Como adaptar as instituições aos novos cenários de aprendizagem

Aulas mais dinâmicas e ambientes mais interativos tornaram-se indispensáveis no ensino do século 21


postado em 15/01/2020 13:45 / atualizado em 04/02/2020 18:27

Com a inserção da tecnologia houve uma descentralização do acesso aos conteúdos.(foto: Pixabay)
Com a inserção da tecnologia houve uma descentralização do acesso aos conteúdos. (foto: Pixabay)

 
Texto: Maria Júlia Spada
Entrevista: Camila de Magalhães 
 
Se antes uma sala de aula era limitada aos livros e ao quadro negro, hoje é bem diferente. Alunos e professores convivem diariamente com as inovações tecnológicas e sociais dentro do ambiente escolar. São smartphones com internet ilimitada, conteúdos e informações de fácil acesso e inovações no ensino. Segundo os dados do Censo Escolar 2018, 95% das escolas já têm acesso à internet no Brasil. Neste cenário, é essencial que as instituições acompanhem os novos modelos de aprendizagem para não serem deixadas para trás.

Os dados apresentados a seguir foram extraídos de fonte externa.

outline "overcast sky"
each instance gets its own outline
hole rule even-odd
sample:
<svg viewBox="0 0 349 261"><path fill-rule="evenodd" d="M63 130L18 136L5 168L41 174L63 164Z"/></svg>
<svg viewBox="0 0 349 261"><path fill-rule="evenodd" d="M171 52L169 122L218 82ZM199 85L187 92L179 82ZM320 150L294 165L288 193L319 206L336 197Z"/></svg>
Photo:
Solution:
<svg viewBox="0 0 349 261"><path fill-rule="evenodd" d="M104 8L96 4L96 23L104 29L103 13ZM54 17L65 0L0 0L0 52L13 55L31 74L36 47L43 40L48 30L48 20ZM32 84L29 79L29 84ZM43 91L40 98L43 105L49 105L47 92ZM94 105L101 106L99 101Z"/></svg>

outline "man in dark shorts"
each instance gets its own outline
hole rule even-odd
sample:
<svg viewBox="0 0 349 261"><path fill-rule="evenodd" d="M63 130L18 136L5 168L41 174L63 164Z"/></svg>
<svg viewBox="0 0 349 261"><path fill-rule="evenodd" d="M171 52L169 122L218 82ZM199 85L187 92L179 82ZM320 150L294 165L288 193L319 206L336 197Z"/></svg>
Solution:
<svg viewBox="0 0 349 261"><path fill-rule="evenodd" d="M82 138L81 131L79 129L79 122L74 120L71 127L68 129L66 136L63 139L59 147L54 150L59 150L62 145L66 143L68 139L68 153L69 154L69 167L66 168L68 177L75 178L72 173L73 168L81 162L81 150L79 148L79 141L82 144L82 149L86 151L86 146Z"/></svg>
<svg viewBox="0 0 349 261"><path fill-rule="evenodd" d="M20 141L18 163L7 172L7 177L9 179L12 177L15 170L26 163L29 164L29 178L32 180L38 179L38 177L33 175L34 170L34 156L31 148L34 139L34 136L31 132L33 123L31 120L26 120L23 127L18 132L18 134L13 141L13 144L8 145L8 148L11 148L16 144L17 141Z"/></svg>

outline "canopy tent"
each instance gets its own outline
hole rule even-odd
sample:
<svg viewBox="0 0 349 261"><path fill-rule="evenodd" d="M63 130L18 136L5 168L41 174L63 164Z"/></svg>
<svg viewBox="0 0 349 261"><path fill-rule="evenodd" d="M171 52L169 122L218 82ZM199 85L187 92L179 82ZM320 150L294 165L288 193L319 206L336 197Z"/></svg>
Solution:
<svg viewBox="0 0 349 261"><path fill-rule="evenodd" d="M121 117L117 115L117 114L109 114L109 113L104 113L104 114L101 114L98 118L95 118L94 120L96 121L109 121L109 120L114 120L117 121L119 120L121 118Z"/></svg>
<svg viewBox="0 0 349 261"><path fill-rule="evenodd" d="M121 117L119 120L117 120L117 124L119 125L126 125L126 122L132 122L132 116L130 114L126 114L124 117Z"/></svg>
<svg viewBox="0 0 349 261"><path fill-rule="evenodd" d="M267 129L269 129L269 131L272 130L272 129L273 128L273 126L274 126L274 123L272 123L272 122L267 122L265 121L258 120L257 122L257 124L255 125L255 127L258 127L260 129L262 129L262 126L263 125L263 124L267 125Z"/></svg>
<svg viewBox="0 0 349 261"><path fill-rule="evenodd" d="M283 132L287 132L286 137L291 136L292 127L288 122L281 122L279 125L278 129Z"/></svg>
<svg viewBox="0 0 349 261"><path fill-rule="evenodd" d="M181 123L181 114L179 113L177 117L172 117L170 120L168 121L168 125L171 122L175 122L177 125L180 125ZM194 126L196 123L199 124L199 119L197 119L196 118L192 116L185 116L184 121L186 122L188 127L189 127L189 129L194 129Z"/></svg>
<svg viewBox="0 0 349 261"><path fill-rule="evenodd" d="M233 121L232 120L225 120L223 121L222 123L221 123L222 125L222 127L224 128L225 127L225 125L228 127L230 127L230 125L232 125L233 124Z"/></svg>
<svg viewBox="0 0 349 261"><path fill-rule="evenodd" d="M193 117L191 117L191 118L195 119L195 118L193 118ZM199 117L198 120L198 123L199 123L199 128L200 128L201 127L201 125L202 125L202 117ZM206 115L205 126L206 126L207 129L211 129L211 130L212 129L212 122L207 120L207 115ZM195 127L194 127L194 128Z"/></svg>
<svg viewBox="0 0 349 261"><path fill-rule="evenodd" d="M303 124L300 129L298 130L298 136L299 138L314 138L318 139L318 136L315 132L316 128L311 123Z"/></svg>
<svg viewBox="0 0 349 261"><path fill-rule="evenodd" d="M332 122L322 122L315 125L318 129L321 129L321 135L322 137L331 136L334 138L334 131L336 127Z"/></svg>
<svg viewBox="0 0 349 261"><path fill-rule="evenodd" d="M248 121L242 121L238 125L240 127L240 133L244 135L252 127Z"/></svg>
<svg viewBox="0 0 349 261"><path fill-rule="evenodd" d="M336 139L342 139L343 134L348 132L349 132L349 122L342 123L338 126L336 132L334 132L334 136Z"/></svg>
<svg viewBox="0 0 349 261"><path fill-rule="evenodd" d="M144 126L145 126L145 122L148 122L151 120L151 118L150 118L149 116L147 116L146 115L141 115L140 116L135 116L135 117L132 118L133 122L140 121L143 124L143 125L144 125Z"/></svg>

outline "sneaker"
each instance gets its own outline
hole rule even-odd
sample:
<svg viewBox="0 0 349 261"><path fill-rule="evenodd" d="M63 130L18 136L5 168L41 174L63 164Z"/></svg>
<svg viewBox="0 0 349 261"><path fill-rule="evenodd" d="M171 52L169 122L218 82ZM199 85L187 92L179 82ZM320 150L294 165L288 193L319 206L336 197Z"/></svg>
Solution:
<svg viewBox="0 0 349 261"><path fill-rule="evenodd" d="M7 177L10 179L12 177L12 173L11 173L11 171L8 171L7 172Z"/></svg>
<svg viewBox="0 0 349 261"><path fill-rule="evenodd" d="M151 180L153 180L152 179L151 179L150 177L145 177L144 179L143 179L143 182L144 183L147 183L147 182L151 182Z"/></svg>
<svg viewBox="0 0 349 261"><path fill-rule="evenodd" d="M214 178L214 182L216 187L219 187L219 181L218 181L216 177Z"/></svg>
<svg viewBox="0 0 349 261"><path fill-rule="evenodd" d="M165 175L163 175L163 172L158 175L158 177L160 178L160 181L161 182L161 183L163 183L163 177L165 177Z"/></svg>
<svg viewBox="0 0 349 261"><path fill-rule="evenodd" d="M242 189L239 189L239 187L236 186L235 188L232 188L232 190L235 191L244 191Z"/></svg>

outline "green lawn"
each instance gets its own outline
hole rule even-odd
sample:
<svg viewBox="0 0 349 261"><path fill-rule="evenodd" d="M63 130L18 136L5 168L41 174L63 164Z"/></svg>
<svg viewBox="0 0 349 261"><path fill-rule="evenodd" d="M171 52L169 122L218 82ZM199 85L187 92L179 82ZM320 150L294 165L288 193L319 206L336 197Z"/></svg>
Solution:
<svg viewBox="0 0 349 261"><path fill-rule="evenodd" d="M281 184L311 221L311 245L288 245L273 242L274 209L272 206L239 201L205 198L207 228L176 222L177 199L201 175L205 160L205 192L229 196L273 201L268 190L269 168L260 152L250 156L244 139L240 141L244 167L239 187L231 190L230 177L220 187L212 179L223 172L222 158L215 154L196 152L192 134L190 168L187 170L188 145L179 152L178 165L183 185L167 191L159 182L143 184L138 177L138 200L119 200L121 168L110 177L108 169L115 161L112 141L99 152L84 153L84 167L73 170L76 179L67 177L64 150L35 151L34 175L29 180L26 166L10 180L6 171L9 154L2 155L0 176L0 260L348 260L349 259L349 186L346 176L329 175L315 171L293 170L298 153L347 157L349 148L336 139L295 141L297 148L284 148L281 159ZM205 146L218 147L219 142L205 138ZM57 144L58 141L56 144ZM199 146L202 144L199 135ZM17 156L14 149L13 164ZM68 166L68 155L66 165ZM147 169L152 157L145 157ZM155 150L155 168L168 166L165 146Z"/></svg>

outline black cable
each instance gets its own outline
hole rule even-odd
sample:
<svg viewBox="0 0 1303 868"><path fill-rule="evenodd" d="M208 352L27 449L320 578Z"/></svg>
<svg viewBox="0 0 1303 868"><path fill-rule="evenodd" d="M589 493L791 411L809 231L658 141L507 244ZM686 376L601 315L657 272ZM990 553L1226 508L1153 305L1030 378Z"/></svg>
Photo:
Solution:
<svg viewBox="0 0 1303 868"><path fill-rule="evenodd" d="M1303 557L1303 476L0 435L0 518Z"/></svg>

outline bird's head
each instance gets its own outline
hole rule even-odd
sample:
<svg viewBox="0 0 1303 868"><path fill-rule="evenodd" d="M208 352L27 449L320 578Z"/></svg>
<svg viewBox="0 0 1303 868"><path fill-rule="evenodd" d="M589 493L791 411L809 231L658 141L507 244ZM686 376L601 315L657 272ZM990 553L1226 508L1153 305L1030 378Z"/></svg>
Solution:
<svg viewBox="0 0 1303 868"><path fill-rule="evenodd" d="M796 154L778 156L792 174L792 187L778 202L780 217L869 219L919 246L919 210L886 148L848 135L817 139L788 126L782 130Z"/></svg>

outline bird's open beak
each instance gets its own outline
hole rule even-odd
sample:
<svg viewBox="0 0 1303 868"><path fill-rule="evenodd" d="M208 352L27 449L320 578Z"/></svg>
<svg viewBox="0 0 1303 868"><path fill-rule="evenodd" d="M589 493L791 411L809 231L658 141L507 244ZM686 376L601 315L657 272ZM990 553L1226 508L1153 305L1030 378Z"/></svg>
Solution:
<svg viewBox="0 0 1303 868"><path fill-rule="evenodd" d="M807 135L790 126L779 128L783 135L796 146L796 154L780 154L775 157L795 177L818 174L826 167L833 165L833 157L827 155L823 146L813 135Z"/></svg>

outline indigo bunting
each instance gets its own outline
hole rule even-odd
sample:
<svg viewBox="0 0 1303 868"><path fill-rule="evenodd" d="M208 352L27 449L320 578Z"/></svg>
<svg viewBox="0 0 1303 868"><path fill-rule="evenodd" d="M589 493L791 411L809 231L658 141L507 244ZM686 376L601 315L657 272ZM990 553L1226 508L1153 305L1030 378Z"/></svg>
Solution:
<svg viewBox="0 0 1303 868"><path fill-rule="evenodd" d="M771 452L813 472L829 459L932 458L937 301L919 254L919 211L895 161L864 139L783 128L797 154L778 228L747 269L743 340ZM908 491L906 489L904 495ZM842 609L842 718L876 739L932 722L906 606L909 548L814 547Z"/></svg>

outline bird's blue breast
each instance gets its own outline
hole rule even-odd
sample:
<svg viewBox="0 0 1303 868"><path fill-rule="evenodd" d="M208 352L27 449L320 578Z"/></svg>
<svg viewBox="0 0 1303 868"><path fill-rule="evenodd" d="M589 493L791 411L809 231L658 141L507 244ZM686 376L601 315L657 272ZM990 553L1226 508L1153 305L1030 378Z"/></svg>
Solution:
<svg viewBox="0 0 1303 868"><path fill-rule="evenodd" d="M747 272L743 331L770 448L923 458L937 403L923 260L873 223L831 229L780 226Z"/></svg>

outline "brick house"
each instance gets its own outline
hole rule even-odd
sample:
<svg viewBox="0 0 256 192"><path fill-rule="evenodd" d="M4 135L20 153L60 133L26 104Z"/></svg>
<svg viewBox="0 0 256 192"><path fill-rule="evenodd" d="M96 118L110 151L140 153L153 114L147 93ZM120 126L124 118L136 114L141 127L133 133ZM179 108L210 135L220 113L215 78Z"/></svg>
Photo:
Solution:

Esses novos cenários do ensino exigem aulas mais dinâmicas e com participação ativa dos alunos no contexto do aprendizado. O professor Rodolfo Bertolini, responsável pelo Centro Universitário Celso Lisboa, considerado um ótimo modelo em inovação do Ensino Superior, explica que o desafio é “descomoditizar” a educação e ir em busca de novas estratégias no ensino. “O importante é criar um trabalho mais colaborativo e mais horizontal dentro da sala de aula, onde alunos e estudantes possam se expressar”.
 
Com a inserção da tecnologia houve uma descentralização do acesso aos conteúdos. Se antes, o professor era o principal meio de informação e de ensinamento, hoje os alunos conseguem encontrar esses elementos ao alcance das mãos, por meio de pesquisas na internet. Mas engana-se quem pensa que o professor perdeu importância em sala de aula por conta dessas inovações. Agora, o desafio de professores e estudantes é entrar em sintonia para mudar as formas de interação no ambiente escolar.
 
“A relação do aluno e do professor deve ser de aprendizagem e não apenas de conteúdo. Estamos acostumados com essa metodologia conteudista, em que no final os alunos são apenas avaliados com uma prova. Isso não é justo nem efetivo”, explica o professor.
 
Para ele, a solução é basear os novos ensinos em estímulos para que os alunos tenham sede para desenvolver-se sozinhos e na prática. “Isso faz com que os ambientes de ensino se tornem muito mais atrativos. Por isso, é
importante incorporar dentro das aulas as tecnologias e inovações”, ressalta.
 
Outro ponto enfatizado pelo professor é a necessidade de adaptar até mesmo os formatos das salas de aulas, criar mesas em que os alunos possam trabalhar em grupo e não apenas sentar-se de costas um para outro. Isso facilita o desenvolvimento de projetos e faz a diferença até mesmo na hora em que estudantes entram no mercado de trabalho, pois tornam-se profissionais
mais capacitados a trabalhar em grupos.
 
 

Conheça algumas tendências tecnológicas na educação que prometem
auxiliar nas mudanças dos cenários de aprendizagem:
 
Mobile learning
Essa tendência incorpora as tecnologias como smartphones e tablets ao ensino e proporciona um novo ambiente aos alunos e professores. Diferente da mentalidade de alguns anos atrás, esses aparelhos não precisam ser mais utilizados apenas em lazer, mas sim, como ferramentas de aprendizagem, principalmente na educação à distância. Além de facilitar o ensino, o uso das tecnologias também tem o poder de engajar mais os alunos, pois os coloca em contato com conhecidos recursos de mídias e textos.

 
Aprendizagem adaptativa
Na aprendizagem adaptativa, o conteúdo pode ser personalizado por meio da
análise do comportamento do estudante, ou seja, nessa tendência, o aluno é
colocado em evidencia no ensino. O conteúdo didático é exibido e adaptado
baseado em exercícios e tarefas dos estudantes.

 
Ensino híbrido
O ensinamento hibrido é a junção do aprendizado online e offline. Essa ferramenta alterna os momentos em que o aluno estuda em grupo presencialmente, com os momentos em que o estudante estuda sozinho em
um ambiente virtual. O objetivo do ensino hibrido é tornar as duas formas de educação complementares, além de fornecer um ensino mais divertido e
eficiente.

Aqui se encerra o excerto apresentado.